Blood Runs Cold has a young singer named Winona taking a couple of weeks off at a rented cabin miles from nowhere: she meets up with her ex and a couple of his friends and they all stay the night. But in the morning they find the car vandalised and a deranged axeman (who looks not unlike the Tusken Raiders from Star Wars except covered in blood) starts butchering them and eating them fresh off the bone. Why? Who is he? Why can't her concerned manager find her when he's standing outside the house?

That last reveal is laugh out loud funny, and either a brilliant piece of sleight of the writer's hand or a ridiculous old plot contrivance shoehorned in as a completely implausible twist. I'm tempted to the latter since much of the movie depends on unlikely circumstances - the guy who discovers the car's sabotaged engine doesn't think it worth waking people up to tell them, nor does Winona's ex bother to mention that he's seen someone upstairs through the window. Presumably this cabin doesn't have a functioning toilet since both guys go out in the snow to pee, but it does apparently have several hundred yards of crawlspace and a basement only slightly smaller than the Piccadilly line. And in the final reel there's a breathtaking moment of "blimey, THAT was handy" as the Final Girl lays her hand on the very item she really needs but which had absolutely no business being there.

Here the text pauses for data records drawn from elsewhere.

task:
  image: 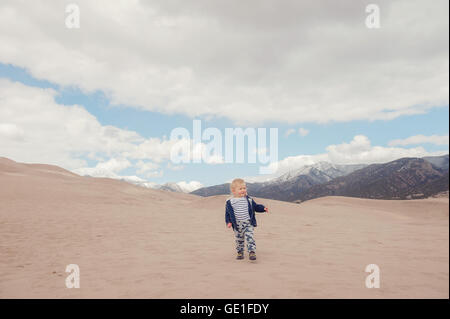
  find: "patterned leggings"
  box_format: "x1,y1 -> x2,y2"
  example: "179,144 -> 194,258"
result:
234,219 -> 256,253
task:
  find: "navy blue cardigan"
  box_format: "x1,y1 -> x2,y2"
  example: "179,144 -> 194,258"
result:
225,195 -> 265,230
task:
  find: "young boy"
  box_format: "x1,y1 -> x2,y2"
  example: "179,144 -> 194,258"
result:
225,178 -> 269,260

And it's curious that Blood Runs Cold manages to get away with having its mad killer's backstory and motivations go entirely unexplained when Neighbor failed to pull the same trick just a few days ago with its unnamed murderess. I can only suggest that, like Leatherface or Michael Myers, he's more of a force of nature than any kind of human being - like The Terminator, you can't argue with it, you can't reason with it - whereas The Girl is obviously a reasoning, decision-making person who does what she does out of deliberate choice rather than the primal, unthinking instinct by which Texas Chainsaw or a hundred other bogeymen are powered. It's not a bad film by any means: despite the iffy writing and gaping implausibilities and unlikely incidents, it has an imposing-looking killer, it maintains a decent pace once it gets going and it delivers on the blood and gore (which always looks better against snow). And sometimes that's enough.